Posted by Social Science Research Network

Antitrust Policy for Two-Sided Platforms: The Failure of American Express and the Path Forward

By John B. Kirkwood (Seattle University)

Two-sided platforms serve two sets of customers and enable them to interact with each other. The five most valuable corporations in America – Amazon, Apple, Facebook, Google, and Microsoft – all operate two-sided platforms. But despite their growing power, the Supreme Court made it more difficult to stop them from stifling competition. In American Express, the Court dismissed a challenge to Amex’s anti-steering provisions, which preclude merchants from steering their customers toward cheaper credit cards. Although these provisions suppress price competition on their face, the Court held that the plaintiffs had not shown that Amex had market power or that its conduct harmed consumers in the aggregate.

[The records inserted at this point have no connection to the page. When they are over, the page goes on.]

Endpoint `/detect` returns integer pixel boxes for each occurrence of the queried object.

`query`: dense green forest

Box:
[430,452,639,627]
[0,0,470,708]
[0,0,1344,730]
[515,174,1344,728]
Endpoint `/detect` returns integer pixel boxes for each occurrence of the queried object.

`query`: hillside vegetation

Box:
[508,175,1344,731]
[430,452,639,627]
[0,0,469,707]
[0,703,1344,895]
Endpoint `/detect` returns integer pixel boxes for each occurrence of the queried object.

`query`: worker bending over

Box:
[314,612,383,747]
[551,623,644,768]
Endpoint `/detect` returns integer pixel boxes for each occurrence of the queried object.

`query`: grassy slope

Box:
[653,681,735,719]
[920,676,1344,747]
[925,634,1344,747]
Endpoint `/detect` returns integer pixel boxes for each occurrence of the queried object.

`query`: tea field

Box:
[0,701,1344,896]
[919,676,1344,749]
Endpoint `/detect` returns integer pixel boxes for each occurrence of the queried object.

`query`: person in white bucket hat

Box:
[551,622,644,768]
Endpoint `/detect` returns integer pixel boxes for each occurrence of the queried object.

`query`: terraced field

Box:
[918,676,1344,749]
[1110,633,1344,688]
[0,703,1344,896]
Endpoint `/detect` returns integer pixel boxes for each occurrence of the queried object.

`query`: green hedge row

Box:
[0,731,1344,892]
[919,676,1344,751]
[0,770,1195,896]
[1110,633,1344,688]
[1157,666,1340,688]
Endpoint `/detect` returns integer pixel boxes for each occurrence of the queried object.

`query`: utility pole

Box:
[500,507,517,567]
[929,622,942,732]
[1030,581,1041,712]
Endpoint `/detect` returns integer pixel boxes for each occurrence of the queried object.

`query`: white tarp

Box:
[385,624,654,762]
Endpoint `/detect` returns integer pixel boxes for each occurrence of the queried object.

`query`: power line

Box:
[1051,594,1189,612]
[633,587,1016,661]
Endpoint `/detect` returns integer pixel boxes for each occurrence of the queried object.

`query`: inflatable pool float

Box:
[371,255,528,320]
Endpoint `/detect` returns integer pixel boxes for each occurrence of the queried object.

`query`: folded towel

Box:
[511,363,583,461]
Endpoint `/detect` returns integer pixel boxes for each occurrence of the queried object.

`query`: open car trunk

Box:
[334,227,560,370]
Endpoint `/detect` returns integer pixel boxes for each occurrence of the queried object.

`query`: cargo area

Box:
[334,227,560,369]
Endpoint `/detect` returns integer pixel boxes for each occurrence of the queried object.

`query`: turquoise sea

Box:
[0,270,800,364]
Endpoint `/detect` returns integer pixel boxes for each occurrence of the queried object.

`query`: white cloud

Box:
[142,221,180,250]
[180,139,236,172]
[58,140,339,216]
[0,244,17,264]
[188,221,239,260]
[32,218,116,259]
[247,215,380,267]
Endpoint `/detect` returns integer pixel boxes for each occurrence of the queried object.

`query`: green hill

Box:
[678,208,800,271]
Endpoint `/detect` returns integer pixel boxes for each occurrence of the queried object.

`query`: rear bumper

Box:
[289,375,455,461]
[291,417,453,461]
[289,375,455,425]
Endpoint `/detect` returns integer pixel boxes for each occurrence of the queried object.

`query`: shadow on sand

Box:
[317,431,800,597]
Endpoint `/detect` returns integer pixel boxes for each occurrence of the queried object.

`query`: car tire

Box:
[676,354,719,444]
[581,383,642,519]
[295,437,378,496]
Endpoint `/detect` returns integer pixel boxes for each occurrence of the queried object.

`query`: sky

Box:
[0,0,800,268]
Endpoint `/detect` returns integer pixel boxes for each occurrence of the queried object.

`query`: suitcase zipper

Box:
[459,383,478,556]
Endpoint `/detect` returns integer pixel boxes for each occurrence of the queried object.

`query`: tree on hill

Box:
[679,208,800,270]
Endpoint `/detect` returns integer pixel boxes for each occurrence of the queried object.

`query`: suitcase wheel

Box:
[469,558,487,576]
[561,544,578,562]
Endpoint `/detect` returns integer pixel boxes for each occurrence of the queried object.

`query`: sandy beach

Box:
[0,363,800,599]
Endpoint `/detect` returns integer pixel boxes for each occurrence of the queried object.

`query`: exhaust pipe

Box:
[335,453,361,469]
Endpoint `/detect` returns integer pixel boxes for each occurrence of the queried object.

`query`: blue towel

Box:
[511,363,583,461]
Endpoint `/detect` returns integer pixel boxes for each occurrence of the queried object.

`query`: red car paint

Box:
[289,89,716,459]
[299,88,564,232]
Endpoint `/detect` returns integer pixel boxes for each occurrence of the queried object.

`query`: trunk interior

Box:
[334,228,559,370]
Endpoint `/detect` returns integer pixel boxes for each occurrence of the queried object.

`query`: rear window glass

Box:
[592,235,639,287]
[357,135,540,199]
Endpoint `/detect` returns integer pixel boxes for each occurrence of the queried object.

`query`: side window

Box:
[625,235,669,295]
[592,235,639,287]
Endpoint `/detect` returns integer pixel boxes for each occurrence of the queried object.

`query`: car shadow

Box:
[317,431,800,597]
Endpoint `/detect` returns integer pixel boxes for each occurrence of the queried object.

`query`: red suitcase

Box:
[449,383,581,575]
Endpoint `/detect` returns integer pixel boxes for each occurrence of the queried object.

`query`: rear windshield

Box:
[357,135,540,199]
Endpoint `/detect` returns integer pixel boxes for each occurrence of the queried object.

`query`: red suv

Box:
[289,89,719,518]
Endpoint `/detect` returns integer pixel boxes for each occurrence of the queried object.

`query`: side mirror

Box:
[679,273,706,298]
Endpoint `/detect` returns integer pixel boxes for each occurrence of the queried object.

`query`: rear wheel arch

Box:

This article, the first comprehensive analysis of the decision, exposes the flaws in the Court’s reasoning. It shows that Amex did possess market power. Using a method I proposed in a recent article, it establishes that Amex’s conduct almost certainly enabled it to maintain its fees above the competitive level. It also shows, contrary to the Court’s analysis, that Amex’s repeated fee increases demonstrated market power. Finally, the Court was incorrect to insist that in a two-sided platform case, the relevant market must encompass both sides of the platform. That approach systematically understates the defendant’s power.

The Court’s most fundamental error was to rule that the plaintiffs cannot carry their initial burden unless they tote up the effects of Amex’s conduct on both sides of its platform and show that consumers were harmed on balance. This is procedurally inefficient because it requires the plaintiff to anticipate the defendant’s justifications. It is also substantively wrong. Amex cannot excuse its exclusionary conduct on the ground that it used some of its supracompetitive margin to increase cardholder rewards. Absent a market failure – and Amex could not establish one – those consumer benefits are a byproduct of Amex’s exclusionary behavior, not a reason to allow it.

American Express was deeply flawed. The final section of the article sets forth the principles that should have been adopted and explains how courts can follow them while limiting the impact of this decision.